End of US highway 40
|Approx. time period||East terminus||West terminus|
|1926-1934||Atlantic City, NJ||Oakland, CA|
|1934-1936||Atlantic City, NJ||San Francisco, CA (Market)|
|1936-1954||Atlantic City, NJ||San Francisco, CA (Harrison/Bryant)|
|1954-1966||Atlantic City, NJ||San Francisco, CA (I-80)|
|1966-1975||Atlantic City, NJ||Reno, NV|
|1975-present||Atlantic City, NJ||(near Park City, UT)|
Originally the west end of US 40 was in Oakland CA. I'm guessing this would've been at the dock for the ferry that went to San Francisco, and I'm speculating that this would've been located somewhere off the west end of 7th Street (if you have more concrete info, please let me know). Until then here's a shot looking west on 7th:
Google Maps Street View, 2008
I'm sure this area has changed dramatically since the 1920s and '30s. That situation didn't last long anyway - in 1934 the US 40 designation was extended to US 101 in San Francisco; you can view photos from there on this page.

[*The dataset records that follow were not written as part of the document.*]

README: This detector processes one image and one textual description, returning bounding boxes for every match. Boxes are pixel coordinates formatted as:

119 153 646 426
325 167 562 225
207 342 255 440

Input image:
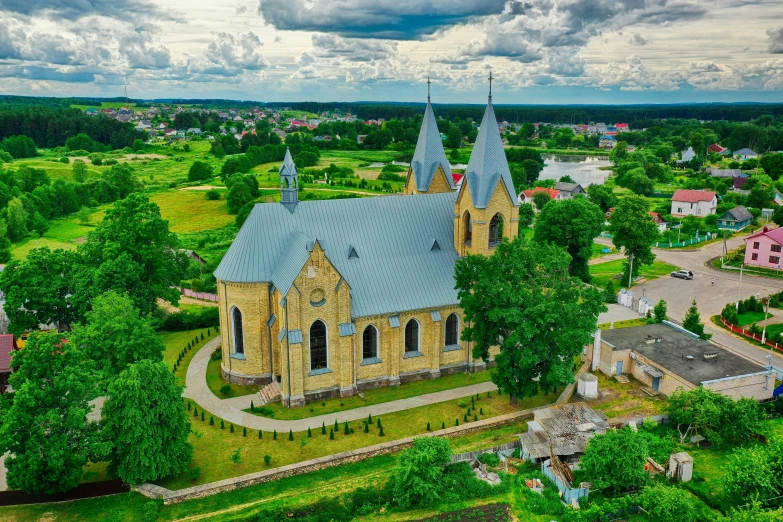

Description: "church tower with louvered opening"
405 78 457 195
454 74 519 256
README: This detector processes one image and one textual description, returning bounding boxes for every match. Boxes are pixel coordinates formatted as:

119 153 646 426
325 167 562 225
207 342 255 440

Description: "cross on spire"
489 69 493 101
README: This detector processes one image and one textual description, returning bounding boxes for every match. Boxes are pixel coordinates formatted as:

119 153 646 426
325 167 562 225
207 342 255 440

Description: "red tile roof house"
0 334 16 393
517 187 563 212
745 227 783 268
671 189 718 217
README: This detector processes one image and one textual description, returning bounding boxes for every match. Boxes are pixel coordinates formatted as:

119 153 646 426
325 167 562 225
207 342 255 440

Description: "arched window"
405 319 419 352
310 321 329 371
362 325 378 359
231 307 245 354
463 210 473 245
489 214 503 247
446 314 459 346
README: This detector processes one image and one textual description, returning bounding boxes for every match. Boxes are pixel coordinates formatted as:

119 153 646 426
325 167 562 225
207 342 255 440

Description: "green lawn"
207 359 259 399
590 259 678 288
165 384 559 489
245 370 491 420
737 312 772 326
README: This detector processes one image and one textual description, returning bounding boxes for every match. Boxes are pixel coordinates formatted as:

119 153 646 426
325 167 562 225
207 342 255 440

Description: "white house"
671 189 718 217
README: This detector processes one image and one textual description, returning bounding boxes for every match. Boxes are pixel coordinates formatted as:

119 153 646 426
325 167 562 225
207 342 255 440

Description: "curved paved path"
184 337 497 433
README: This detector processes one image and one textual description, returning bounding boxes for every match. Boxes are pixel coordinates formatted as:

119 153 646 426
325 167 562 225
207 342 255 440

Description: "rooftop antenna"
489 69 492 102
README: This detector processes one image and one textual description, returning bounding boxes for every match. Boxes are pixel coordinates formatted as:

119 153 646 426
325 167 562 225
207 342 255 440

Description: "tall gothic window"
464 211 473 245
489 214 503 247
310 321 329 371
446 314 459 346
362 325 378 359
231 308 245 353
405 319 419 352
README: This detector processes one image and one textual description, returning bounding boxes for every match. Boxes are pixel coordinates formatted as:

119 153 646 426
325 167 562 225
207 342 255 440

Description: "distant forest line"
0 96 783 122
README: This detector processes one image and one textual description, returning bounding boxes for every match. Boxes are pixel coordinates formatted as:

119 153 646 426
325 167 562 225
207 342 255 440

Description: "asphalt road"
599 230 783 369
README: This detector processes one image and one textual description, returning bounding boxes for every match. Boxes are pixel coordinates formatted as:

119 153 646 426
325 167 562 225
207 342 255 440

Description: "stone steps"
257 381 283 406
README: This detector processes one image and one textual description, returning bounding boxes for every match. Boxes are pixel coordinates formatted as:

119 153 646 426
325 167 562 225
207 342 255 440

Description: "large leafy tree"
667 386 764 446
0 334 105 494
103 360 193 485
71 292 164 387
393 437 451 508
609 196 658 274
75 193 188 314
455 237 606 403
579 427 650 492
533 197 604 282
0 247 80 335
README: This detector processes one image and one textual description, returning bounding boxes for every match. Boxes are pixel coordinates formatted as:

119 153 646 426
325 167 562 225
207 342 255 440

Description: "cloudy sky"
0 0 783 104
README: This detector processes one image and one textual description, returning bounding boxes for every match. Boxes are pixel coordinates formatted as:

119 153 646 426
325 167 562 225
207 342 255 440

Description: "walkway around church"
185 337 497 433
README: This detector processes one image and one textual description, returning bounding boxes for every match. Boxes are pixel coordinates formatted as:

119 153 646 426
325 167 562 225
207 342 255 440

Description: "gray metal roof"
215 192 459 317
460 100 519 208
411 101 457 192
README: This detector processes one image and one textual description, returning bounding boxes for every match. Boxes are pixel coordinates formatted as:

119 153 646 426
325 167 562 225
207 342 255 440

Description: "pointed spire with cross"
489 69 493 102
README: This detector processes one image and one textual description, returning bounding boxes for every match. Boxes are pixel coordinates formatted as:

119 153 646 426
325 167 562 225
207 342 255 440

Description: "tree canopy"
103 360 193 485
455 236 606 401
533 196 604 282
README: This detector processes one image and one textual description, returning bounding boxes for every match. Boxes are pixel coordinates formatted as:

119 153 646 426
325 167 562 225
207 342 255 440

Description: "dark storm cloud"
258 0 506 40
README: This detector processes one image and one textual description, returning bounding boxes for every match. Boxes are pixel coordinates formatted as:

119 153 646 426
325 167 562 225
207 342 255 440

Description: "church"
215 83 519 407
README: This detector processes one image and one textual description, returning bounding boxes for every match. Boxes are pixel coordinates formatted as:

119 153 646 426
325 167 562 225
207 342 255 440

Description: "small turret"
280 149 299 206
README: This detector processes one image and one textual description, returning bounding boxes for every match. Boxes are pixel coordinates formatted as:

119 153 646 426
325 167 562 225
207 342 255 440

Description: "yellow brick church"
215 85 519 407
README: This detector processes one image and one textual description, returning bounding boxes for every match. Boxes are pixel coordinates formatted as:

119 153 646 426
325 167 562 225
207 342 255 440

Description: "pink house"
745 227 783 268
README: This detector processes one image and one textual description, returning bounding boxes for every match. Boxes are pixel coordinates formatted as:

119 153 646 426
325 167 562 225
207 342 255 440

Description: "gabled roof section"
463 100 519 208
411 100 456 192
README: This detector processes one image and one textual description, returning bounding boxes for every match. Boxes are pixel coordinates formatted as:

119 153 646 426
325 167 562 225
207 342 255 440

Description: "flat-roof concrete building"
585 322 775 400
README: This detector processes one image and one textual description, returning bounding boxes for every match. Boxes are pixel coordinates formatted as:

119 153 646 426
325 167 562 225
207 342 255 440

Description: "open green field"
245 368 491 420
590 259 678 288
167 384 559 489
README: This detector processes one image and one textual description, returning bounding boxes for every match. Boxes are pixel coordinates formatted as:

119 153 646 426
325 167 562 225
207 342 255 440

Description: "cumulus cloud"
628 33 650 47
312 34 398 62
258 0 507 40
767 26 783 54
0 0 173 20
189 32 269 76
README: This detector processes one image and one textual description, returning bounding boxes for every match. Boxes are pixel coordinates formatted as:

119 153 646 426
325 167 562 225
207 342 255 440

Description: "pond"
538 154 612 188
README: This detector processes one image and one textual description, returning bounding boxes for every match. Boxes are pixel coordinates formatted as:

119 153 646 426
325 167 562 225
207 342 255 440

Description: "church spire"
465 72 519 208
280 149 299 206
405 76 456 194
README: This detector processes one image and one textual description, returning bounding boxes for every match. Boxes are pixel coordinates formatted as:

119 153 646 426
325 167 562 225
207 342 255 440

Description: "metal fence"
451 440 519 464
179 288 217 303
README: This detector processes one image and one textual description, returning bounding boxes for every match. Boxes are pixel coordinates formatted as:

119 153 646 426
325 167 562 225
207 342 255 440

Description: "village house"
517 187 564 212
670 189 718 217
584 321 775 400
215 87 519 407
745 227 783 268
519 402 609 462
733 148 759 160
555 181 586 199
717 206 753 231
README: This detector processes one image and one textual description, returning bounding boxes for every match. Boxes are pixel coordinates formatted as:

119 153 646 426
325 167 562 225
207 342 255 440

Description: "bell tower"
454 72 519 256
280 149 299 210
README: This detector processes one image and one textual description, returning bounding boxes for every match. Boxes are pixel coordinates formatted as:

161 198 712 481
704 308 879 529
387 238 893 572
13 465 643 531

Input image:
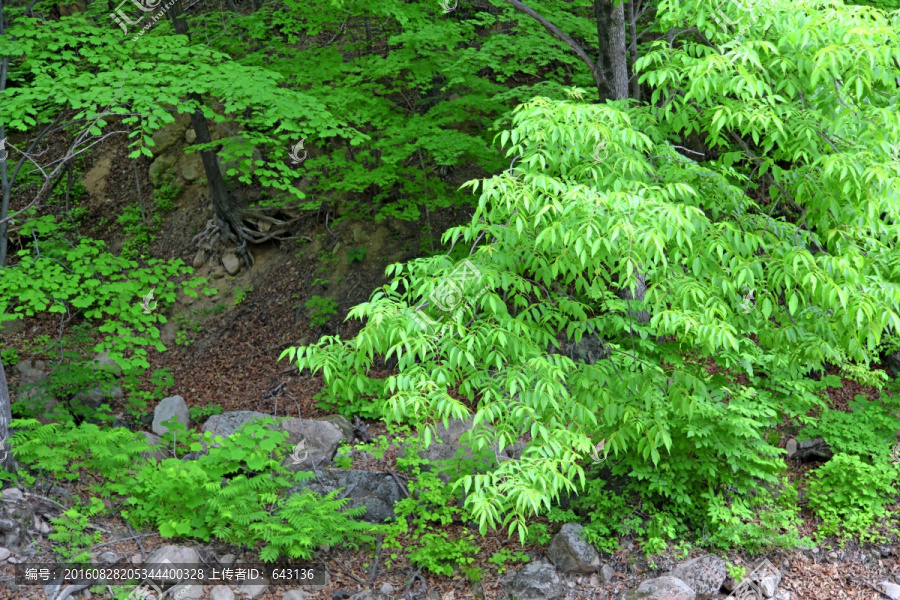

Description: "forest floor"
0 132 900 600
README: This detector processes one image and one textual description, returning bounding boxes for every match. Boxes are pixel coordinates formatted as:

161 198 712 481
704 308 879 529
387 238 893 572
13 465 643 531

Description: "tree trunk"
594 0 628 100
626 0 641 100
169 0 243 241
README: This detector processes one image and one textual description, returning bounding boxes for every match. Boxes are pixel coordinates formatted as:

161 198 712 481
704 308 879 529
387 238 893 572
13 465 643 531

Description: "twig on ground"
366 535 384 587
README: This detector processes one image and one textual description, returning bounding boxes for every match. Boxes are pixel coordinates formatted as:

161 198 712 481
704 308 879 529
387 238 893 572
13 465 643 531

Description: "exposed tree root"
193 208 298 269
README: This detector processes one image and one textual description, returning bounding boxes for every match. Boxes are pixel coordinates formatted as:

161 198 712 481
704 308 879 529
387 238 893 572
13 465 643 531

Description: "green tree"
285 0 900 544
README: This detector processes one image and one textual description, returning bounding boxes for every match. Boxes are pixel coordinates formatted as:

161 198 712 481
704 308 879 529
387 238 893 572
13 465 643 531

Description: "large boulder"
547 523 600 573
291 469 401 523
619 576 697 600
152 396 191 435
509 561 568 600
669 555 726 595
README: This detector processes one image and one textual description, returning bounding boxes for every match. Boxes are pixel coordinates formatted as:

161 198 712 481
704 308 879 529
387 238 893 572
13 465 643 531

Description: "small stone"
0 488 25 503
209 585 234 600
222 252 241 275
600 564 616 583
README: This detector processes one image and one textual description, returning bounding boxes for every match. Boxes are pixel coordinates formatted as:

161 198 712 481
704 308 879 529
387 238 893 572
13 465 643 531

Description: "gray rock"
347 590 390 600
169 583 203 600
619 576 697 600
152 396 191 435
600 563 616 584
669 555 726 595
222 252 241 275
146 545 201 585
547 523 600 573
290 469 402 523
209 585 234 600
181 163 200 181
281 418 344 471
320 412 354 442
509 561 566 600
875 581 900 600
0 488 25 503
238 579 269 600
72 386 124 410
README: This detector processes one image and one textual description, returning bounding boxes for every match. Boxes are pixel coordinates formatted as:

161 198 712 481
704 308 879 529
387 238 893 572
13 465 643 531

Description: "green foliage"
725 563 747 582
13 420 372 562
0 217 205 370
48 498 106 564
409 533 481 577
809 452 900 537
284 0 900 552
306 296 337 327
347 247 367 265
188 404 224 422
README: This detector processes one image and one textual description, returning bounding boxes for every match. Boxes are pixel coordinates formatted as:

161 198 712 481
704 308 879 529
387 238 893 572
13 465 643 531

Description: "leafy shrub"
809 452 900 536
409 532 481 577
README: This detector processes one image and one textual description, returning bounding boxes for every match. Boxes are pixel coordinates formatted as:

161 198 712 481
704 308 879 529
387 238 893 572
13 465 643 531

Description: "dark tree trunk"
594 0 628 100
169 0 243 240
626 0 641 100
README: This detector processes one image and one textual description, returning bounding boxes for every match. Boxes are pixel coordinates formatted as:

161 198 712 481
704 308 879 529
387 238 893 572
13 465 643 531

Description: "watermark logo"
741 288 756 315
411 259 487 337
109 0 175 41
141 288 158 315
288 138 309 165
438 0 459 15
591 140 609 164
731 560 781 600
291 440 309 465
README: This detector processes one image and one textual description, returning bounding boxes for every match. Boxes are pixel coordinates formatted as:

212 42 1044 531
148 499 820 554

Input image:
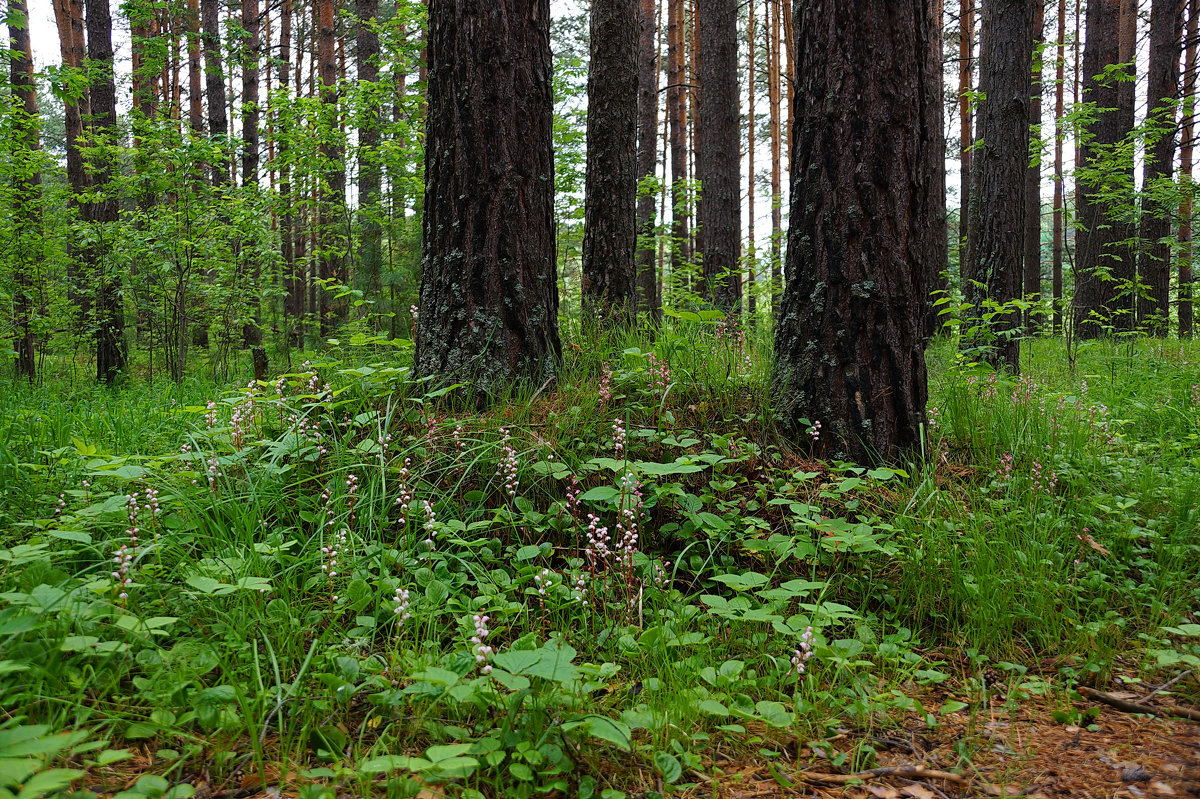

That lasted about 30 years, but the US 40 designation was completely eliminated from California in 1966. For the next decade or so, its west end was at Reno NV (or more likely at the CA stateline on the edge of town). Here's a photo from the historic US route junction downtown:
Elbert, Mar. 2005
That's looking south on Virginia Street (old US 395) at Fourth Street (old US 40).
Then in 1975 US 40 was removed from Nevada as well, and most of Utah too. Since then the west end of US 40 has been at a place called Silver Creek Junction: at I-80, a little ways north of Park City UT. The view in the photo below is to the northwest at the interchange that was then numbered 148; the white pickup is heading east on I-80:
In 2000 (a few years after that photo was taken), this interchange was undergoing major reconstruction. The photo below is from basically the same vantage point as the first shot...
...but it wasn't long afterwards that this junction was significantly changed. The shot below shows the exit sign for the west beginning of US 40 from westbound I-80:
Field/Nitzman, Sep. 2005
As you can see, the interchange now has flyover ramps. Also note that this exit number was affected when UDoT recalculated the mile markers along its interstates: this is now interchange 146. The photo below is looking the opposite direction (east on I-80):
me, Oct. 2005
If you take that exit, the first eastbound confirming marker is posted where the roadway straightens out:
Field/Nitzman, Sep. 2005 (mounted on metal pole as of 2010)
The westernmost 12-or-so miles of US 40 is now a freeway, all the way down to U-32 near Heber City. Signage for the first eastbound exit (Silver Summit) is barely visible in the distance. The frontside of the sign bridge at far left is shown in the photo below:
me, Oct. 2005 (mounted on metal pole as of 2010)
I thought it was interesting that a westbound US 40 marker was posted within sight of the west end of the designation. At this point, US 40 traffic wanting westbound I-80 to Salt Lake has already been directed along the opposite side of the concrete barrier at far left, and will use the flyover visible in the distance. However, if you get on US 40 from the Silver Summit interchange, you're not allowed to cut across traffic to get to the flyover. Instead, you continue straight ahead towards Silver Creek Road. Near the big green sign at far right (which directs east I-80 traffic to the right), there's a gore in the roadway, in which the assembly shown below was posted:
me, Oct. 2005
That was the new "End US 40" sign, but it didn't last long... it had already been replaced by 2010:
Elbert, July 2010
But as I've said: from this point, US 40 used to continue westbound along what is now I-80: through Salt Lake, and then to Reno, Sacramento, and the Bay Area.
For the first ten years of its existence, there was a significant split in the route of US 40. West of Manhattan KS, "US 40N" followed what is now US 24 to Limon CO (until 1936). Today's US 40 follows what used to be "US 40S" between Manhattan and Limon.
And it gets even more interesting: at Limon was the west terminus of US 40N, and US 40 continued west through Denver as it does today. But there was still a US 40S to the west of Limon*. It followed what is now US 24 through Colorado Springs and to Minturn CO. From there, US 40S followed what would later become US 6 (better known today as I-70) to Grand Junction, where the designation ended at its junction with US 50. In other words, the west segment of US 40S didn't reconnect with mainline US 40. You can view photos of the former end of US 40S on this page.
This situation lasted until 1935 or 1936 - at that point, the US 24 designation was extended west of Kansas City along its present route. In other words, it took over for US 40N between Manhattan and Limon, and it followed the former US 40S from Limon to Grand Junction. US 40S from Manhattan to Limon became simply US 40.
* It's unclear to me whether there were actually two separate routes called "US 40S" (each heading opposite directions from Limon), or whether US 40S was a single route, co-signed with US 40 along a four-mile stretch through Limon.